The answer, it would seem, is to replace policies that reinforced the old model of marriage with those that support the new. Policies currently in place were designed for households in which one person is responsible for life outside of work.

“It’s hard to figure out how to straddle work and family,” Stevenson said. According to Stevenson’s data, 60 percent of men report work-family conflict. As Stevenson pointed out, this type of frustration and pressure can lead to low fertility rates.

A major step in the right direction, according to Stevenson, is a plan for paid maternity leave. She explained that a woman’s decision to leave the labor market for two years to take care of a child can cost much more than two years’ worth of wages.

“To support marriage, policy makers need to reduce stress and make room for joy.” Stevenson emphasized the importance of financial stability, citing workplace flexibility, paid parental leave, workplace training and a higher minimum wage as crucial policies for a stable family life. She made it clear that income problems must first be addressed before policy makers attempt to tackle any so-called “marriage problems.”

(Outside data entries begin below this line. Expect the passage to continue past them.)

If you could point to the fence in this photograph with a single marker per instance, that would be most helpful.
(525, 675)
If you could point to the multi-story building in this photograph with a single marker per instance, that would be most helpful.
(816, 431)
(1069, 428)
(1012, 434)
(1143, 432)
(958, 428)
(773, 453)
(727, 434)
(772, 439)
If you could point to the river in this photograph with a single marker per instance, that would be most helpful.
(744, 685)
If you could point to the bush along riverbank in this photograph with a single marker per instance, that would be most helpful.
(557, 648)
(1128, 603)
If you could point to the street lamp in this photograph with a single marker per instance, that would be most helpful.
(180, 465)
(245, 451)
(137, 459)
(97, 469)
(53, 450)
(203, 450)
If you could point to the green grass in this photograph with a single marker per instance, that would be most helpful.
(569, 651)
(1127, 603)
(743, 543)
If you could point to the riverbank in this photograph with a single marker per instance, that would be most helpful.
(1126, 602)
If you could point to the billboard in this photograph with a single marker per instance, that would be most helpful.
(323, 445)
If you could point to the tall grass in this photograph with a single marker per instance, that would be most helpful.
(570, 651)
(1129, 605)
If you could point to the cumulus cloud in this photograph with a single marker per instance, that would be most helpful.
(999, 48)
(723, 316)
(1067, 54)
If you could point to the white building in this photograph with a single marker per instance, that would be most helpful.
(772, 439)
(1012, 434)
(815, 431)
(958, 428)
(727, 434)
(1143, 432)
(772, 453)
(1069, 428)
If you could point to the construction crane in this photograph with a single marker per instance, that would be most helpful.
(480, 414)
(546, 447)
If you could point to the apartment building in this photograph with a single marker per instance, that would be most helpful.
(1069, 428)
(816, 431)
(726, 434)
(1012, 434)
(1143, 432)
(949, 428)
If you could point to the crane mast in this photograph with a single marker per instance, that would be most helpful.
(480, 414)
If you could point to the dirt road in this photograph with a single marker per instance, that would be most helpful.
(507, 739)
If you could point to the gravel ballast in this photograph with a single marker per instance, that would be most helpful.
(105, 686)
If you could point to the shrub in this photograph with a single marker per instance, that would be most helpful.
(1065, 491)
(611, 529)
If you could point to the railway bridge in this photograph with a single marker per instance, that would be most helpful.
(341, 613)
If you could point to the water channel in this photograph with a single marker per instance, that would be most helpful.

Stevenson also advocated for changes in the United States’ tax code. “We incentivize people to do all sorts of strange things in the tax code,” she said. “We need to think about building policies for 2017, not 1977.”

Henry Kunin ’18 commented on the lecture. As a child, Henry heard about the ins and outs of the economy from his father. Currently taking Introduction to Economics, Henry said, “I took the course out of a fascination with the nuances of finance. The lecture addressed concepts already understood by most students, and spoke about trends that are expected across a nearly hundred-year timespan.”